Sites must track, manage and collect accounts receivables
I have been an investigator for clinical studies for over 30 years and, of course, many practices have changed over the years.
Gone are the days when the check literally was in the mail for work performed, in many cases with or without an invoice to generate payment. But sites that continue to operate with that mentality surely will fail financially in today’s environment.
I speak as the voice of experience in this matter, as my own sites still struggle to consistently manage the entry of information required to invoice in a timely, accurate and complete manner. The process requires coordinator responsibilities for per-study entry of procedures, visits, etc., into our CTMS system, as well as—in some cases—data entry personnel, management follow-up and financial staff to generate the actual invoice and manage collections, tracking and follow-up. The multiple steps involved increase commensurate with the complexity and number of studies one is performing.

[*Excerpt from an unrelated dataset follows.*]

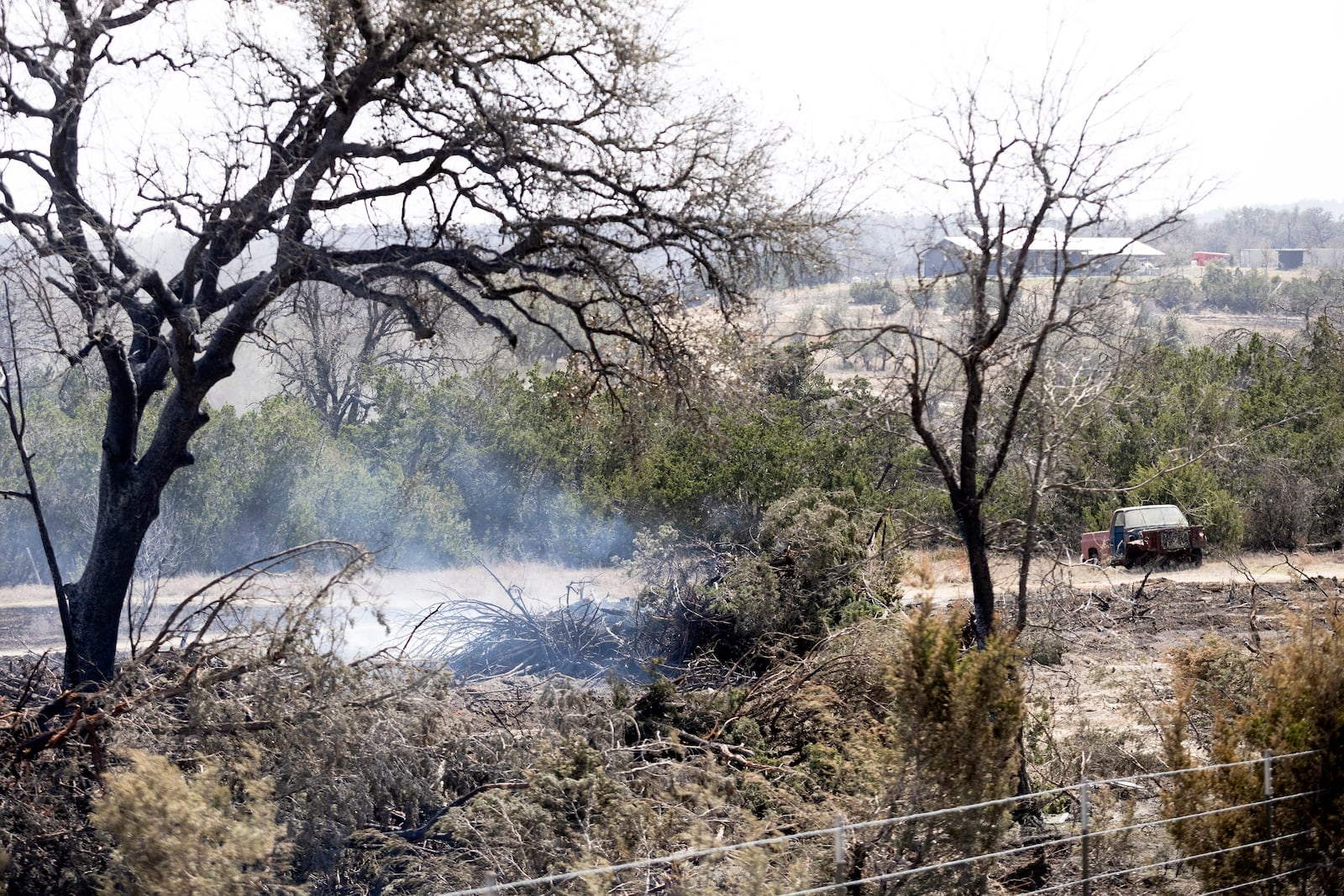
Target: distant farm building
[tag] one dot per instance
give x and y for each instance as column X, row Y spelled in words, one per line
column 1046, row 254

This complexity has required us to step up our CTMS platform to a level of process not dissimilar to what a CRO must manage to handle multiple site payments.
It appears we are not alone in our struggles. While sites report cash flow as one of their most fundamental challenges in keeping their sites sustainable, many sites’ lack of following basic good accounting and business principles only adds to the dilemma. The reality is that an average of 13% of an entire study budget is withheld until study completion, according to the 2013 Site Solutions Summit Survey. Additionally, CFS Clinical says 26% of all payments it processes are inviolable items and not driven by electronic data capture. Lastly, on average five line items can be invoiced per clinical trial agreement, accounting for on average $1,168 per study, according to CFS Clinical. Then, the basic study visits need to be accounted for. Sites must take charge of their accounts receivables by tracking in detail what is due, invoicing and reconciling all studies after receipt of the final payment.
Tracking accounts receivable can be a daunting task for any site, as protocols and contracts have grown increasingly cumbersome to manage. However, sites must gain a greater understanding of these details and track them religiously, on a spreadsheet, CTMS or accounting software. Once there is a commitment to this basic business practice, there will be much greater clarity in not only where the revenue is coming from, but also who owes the site money and how much.
It also is critical for sites not only to keep track of these various fiscal elements, but also to collect them. Unfortunately, sites say their commitment to invoicing is not that strong: 19% of sites report always sending invoices, 25% often, 22% sometimes, 23% rarely and 11% never, according to the 2012 Site Solutions Summit Survey. Sites report often being told not to send invoices, as it is not a process the sponsor or CRO can manage and the sites will be “wasting their time.” This type of response is neither appropriate nor logical. As stated in a blog on AccountingWeb.com, “Invoicing customers is a critical function of most organizations, and good invoicing practices result in better collections of receivables. Organizations that fail to invoice in an efficient manner are missing an opportunity to improve cash flows and increase collection rates.”
It is ironic to note that our own practices contribute significantly to nonpayment or lack of on-time payment, since many sites rank timely payment as one of the top five areas of importance in maintaining the integrity of their businesses. Dr. Clare Sears of DrugDev found 78% of global investigators surveyed ranked payments within 30 days to be a valuable or extremely valuable support activity.
While we are tied to many factors in our payment timelines—such as monitoring activity and data entry—it is crucial to work hard to hold up our end of the bargain at the site level, and to track and manage our invoicing. However complex the process may become based on your scope of work, this is the foundation required to run our businesses as well as any other. It is imperative that we continue to strive to adapt business practices to reduce our labor burden, increase efficiency and manage costs.
Jeffrey Adelglass, M.D., F.A.C.S. is founder, owner and president of Research Across America (RAA), a U.S.-based, privately owned, multi-site, multi-discipline clinical research organization. RAA owns multiple research sites across the U.S. and has performed over 1,800 clinical trials in multiple disease areas.